Spaced recall: from faithfulness evaluation, a citation is only useful when the cited node supports the generated claim. Printing source_nodes makes that review possible.
from llama_index.core import Document, VectorStoreIndex DOCS = [ Document(text="Reranking reorders retrieved candidates before generation.", metadata={"source": "retrieval.md"}), Document(text="Chunking preserves answer evidence with headings and metadata.", metadata={"source": "chunking.md"}), ] index = VectorStoreIndex.from_documents(DOCS) query_engine = index.as_query_engine(similarity_top_k=2) response = query_engine.query("What does reranking do before generation?") print(response) for node in response.source_nodes: print("TRACE", node.metadata, node.score, node.text[:80])
retrieval.md should be the supporting source. If not, inspect node text, metadata, top-k, and embedding behavior.
LlamaIndex agents and workflows should sit on top of a tested retrieval layer.
Learners set gates before exposing the query engine to agents.
Why this matters: Tool-using agents amplify bad evidence with extra steps and longer traces.
If the query engine misses expected source nodes for direct questions, wrapping it in a FunctionAgent or workflow will not solve the evidence problem. It will just make the failure harder to read.
The gate should include source-node hit rate, faithful answer review, negative-case refusal, and metadata/citation quality. Only then should the query engine become an agent tool.
Use this checklist before calling the build complete.
Retrieval prompt: reconstruct the LlamaIndex build by naming reader, node parser, metadata fields, index, retriever settings, query engine, source_nodes inspection, and eval cases.
Build a LlamaIndex RAG prototype over three documents. Configure reader metadata, node parsing, VectorStoreIndex or chosen store, query engine top-k, source_nodes display, and a five-question eval with one insufficient-evidence case. Next rung: expose the query engine as an agent tool only after eval passes.
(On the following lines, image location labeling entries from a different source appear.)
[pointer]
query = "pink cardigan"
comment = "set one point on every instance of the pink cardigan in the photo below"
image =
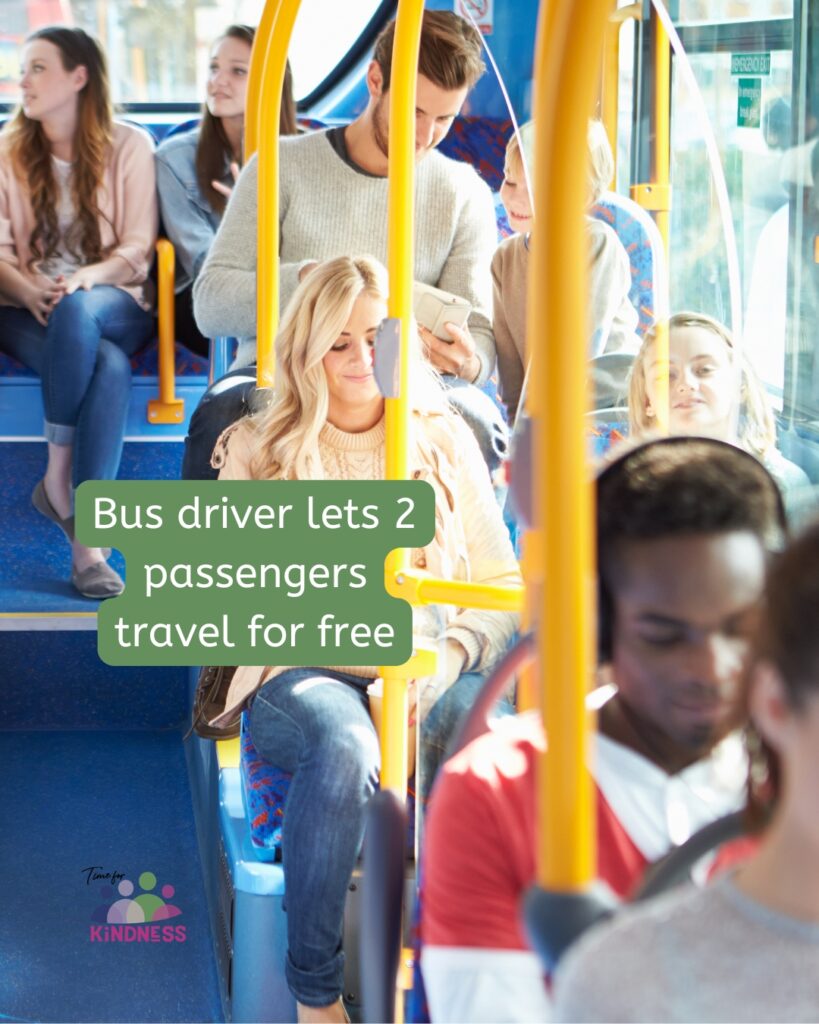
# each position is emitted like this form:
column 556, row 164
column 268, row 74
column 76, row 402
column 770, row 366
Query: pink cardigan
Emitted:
column 128, row 200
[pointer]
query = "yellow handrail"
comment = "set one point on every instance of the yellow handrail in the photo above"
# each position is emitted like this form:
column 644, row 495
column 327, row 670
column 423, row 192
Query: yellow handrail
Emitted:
column 166, row 409
column 567, row 62
column 611, row 67
column 267, row 227
column 400, row 249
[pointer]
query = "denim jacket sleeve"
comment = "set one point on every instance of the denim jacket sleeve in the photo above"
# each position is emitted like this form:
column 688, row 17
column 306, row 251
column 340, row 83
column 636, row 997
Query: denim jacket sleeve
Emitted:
column 187, row 218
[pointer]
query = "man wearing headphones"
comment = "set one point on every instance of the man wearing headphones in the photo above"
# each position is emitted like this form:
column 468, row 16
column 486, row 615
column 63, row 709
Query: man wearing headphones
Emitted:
column 684, row 527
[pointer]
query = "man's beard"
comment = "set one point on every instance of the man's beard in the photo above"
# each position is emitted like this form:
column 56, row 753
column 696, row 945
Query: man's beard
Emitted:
column 380, row 133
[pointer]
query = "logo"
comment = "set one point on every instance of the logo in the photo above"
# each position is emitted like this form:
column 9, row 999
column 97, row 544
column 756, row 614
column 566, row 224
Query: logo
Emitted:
column 130, row 916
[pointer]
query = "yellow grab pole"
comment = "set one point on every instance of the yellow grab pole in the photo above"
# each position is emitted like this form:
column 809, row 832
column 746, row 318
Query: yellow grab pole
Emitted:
column 660, row 174
column 253, row 109
column 655, row 195
column 400, row 249
column 166, row 409
column 567, row 64
column 267, row 227
column 609, row 107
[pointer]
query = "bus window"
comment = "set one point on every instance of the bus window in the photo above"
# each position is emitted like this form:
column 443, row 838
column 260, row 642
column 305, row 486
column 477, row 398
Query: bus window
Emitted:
column 151, row 65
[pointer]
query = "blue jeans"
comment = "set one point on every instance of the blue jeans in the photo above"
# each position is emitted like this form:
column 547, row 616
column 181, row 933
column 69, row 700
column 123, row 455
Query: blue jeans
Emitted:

You pin the query-engine contract at the start of a LlamaIndex build. What is the PRIMARY reason for doing this before writing any code?
Pinning the contract first means you agree on answer and refusal behavior upfront, giving every subsequent build decision a concrete pass/fail criterion.
A reader ingests a 40-page PDF and a node parser splits it into chunks. Which outcome best describes what these two steps produce together?
Readers load raw content and node parsers split it into retrieval-ready chunks — the granular units the retriever can fetch and the LLM can cite individually.
In LlamaIndex, what does the source_nodes field on a query response tell you, and why does inspecting it matter during development?
source_nodes is the retriever's evidence trail — checking it is the only way to confirm the model's answer is grounded in the documents you indexed, not hallucinated.
You change similarity_top_k from 2 to 6 in your retriever settings. What is the most likely trade-off?
A higher similarity_top_k widens the evidence window — useful for complex queries, but it risks including loosely relevant nodes and raises prompt token usage.
Before wrapping your query engine as a tool for an agent, you run a citation evaluation pass. A claim in the generated answer has NO matching span in any source_node. What should you do?
An unsupported claim means the answer is not grounded in your documents; shipping it as a tool would propagate hallucinations downstream — fix retrieval or the prompt before wrapping.